Richard: I mentioned that Classical Yoga teaches that anger arises from expectations not being met. This is expounded in the Indian scripture the Bhagavad Gita. I have found this immensely useful. When I recognize my own anger, I often ask myself the question: “What is my wish that was not met? What is my expectation?” That question alone begins to shift my state.

Yoga philosophy also places high value on the virtues, what I’ve called the “elevated qualities” or “elevated feelings”.  Practicing quieting the mind through focus within—whether it’s on a mat in Shavasana or a cushion in meditation—is a time-honored way of reaching and expanding these inherent qualities we all have.

Barrie: How do you think postural practice helps one to achieve the elevated feelings you describe in your book? In your experience, what role does the body play in cultivating those feelings?

Richard:  It’s a big role. First of all, it is the body that produces the signs and symptoms of fear or anger—such as elevated heart rate, faster breathing, tension in the belly, tension in any of our muscles that are involved in fight or flight (that’s most of our muscles!) Developing greater body awareness through postural practices is helpful in recognizing our states of fear, anger, and greater limitation, and also in recognizing when we are free of these tensions. Many people do not have this perspective and may not know when they are angry, fearful, or tense.

Secondly, postural practice and focusing on the breath actually change our physiological state into one of greater calmness. For example, a slower out-breath stimulates the vagus nerve, which slows down the heart rate and stimulates the parasympathetic nervous system—that part of nervous system that is calming and conducive to the quietening of the mind.

Thirdly, the focus on particular parts of the body in our postural practices brings us into the present moment.
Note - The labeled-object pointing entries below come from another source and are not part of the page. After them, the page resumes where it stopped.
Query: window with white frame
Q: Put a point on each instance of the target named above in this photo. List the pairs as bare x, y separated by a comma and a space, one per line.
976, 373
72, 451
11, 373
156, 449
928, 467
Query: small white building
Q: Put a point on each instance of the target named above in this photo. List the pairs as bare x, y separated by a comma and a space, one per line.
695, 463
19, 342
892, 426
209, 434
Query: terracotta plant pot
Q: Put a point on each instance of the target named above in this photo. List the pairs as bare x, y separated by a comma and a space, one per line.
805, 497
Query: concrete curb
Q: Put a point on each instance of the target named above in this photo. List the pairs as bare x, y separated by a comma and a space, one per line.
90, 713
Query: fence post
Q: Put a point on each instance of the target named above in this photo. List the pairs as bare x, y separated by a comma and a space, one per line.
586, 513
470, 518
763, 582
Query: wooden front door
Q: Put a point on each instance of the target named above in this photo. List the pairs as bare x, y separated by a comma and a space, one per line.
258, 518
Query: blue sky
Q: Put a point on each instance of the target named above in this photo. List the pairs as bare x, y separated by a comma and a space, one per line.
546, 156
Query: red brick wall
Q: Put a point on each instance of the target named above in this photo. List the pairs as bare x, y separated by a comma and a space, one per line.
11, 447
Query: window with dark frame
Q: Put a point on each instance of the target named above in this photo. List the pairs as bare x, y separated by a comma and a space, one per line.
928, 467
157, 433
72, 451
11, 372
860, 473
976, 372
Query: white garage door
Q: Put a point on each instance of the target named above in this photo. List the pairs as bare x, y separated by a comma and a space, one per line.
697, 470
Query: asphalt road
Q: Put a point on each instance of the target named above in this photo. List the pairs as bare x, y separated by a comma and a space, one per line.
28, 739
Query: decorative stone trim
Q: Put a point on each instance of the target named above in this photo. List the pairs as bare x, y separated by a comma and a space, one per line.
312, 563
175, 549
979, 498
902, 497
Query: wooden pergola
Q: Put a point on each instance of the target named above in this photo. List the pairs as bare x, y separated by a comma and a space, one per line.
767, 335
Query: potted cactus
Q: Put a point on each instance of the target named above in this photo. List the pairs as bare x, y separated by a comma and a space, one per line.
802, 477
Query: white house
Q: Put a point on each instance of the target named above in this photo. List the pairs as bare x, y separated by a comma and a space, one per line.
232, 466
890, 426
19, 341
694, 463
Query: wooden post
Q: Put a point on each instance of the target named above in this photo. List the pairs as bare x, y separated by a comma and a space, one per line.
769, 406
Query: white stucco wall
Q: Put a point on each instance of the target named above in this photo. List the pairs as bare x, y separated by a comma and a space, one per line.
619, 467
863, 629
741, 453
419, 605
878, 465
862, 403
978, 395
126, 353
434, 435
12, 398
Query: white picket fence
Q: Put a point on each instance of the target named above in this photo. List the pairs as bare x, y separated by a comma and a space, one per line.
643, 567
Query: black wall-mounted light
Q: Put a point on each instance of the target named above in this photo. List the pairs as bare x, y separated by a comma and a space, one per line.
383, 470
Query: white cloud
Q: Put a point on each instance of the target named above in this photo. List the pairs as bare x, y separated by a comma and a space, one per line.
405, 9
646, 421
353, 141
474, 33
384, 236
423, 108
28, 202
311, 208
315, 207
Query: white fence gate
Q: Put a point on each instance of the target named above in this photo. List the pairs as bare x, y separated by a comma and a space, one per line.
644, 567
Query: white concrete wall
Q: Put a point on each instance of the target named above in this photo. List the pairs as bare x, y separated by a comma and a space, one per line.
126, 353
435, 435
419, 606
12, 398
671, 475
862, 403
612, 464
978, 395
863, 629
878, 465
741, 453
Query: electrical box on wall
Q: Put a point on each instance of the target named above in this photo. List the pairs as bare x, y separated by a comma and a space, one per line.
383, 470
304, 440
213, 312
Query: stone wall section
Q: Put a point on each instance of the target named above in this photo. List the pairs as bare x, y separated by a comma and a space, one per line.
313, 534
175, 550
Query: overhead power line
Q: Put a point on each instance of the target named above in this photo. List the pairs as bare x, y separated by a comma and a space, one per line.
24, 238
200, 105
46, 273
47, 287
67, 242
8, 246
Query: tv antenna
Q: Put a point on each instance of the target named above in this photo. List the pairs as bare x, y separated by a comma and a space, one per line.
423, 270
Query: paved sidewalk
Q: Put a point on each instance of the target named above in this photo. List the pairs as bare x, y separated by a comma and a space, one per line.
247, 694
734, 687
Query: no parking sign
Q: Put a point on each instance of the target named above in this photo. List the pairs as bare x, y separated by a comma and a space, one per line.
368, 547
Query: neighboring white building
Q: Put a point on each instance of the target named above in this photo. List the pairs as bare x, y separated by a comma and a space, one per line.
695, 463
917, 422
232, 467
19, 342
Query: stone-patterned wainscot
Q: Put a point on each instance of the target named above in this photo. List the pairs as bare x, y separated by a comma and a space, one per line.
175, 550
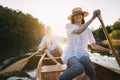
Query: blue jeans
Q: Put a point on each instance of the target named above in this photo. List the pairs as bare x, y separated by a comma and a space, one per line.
76, 66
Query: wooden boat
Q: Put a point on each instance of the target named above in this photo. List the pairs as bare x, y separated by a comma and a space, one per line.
48, 70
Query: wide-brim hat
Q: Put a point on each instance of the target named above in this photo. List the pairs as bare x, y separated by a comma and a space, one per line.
76, 11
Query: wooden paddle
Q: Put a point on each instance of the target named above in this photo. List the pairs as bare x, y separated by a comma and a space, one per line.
109, 40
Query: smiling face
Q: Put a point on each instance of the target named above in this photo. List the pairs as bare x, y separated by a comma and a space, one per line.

Instead of fretting over what happened in the past, or the thing we worry might happen in the future, we are in the magic of NOW. When we are in the present, our natural virtues are there for us. In other words, focusing on a particular posture or lying in the calm of Shavasana creates for us the state in which the elevated feelings naturally arise. When the body is calm, the elevated feelings that are always there for us, come to the fore of our consciousness.

Barrie: Is there anything else you’d like to say to our readers?

Richard: Yes, there is one elevated quality I haven’t mentioned, and that is patience.  All these steps that I’ve mentioned may take a while to practice. Sometimes I find myself angry or upset about what is happening in this world—things that I think are so unfair. It’s not that I don’t fall into these traps; it’s more a matter of being better able to find a different perspective. That takes some practice and patience—and that patience with ourselves is an act of kindness.

Richard Gillett is a psychiatrist, author, podcaster, keynote speaker. He received his medical degree from Cambridge University, England, and is a Member of the Royal College of Psychiatrists.

Richard has traveled the world—living on four different continents — to find solutions to common human predicaments from the perspective of different cultures and psychologies, including the study of yoga and meditation. He settled in NY State in 1991, where he was granted residency, and later U.S. citizenship, as a “professional of extraordinary ability.” He has been interviewed over 30 times on radio and TV, including on Good Day New York.  He was also featured in full length articles in magazines such as Cosmopolitan, Men’s Fitness and Woman’s World.  He is the author of three books.  His first book, Overcoming Depression, was translated into seven languages. His latest book, It’s a Freakin’ Mess: How to Thrive in Divisive Times, os an Amazon #1 bestseller.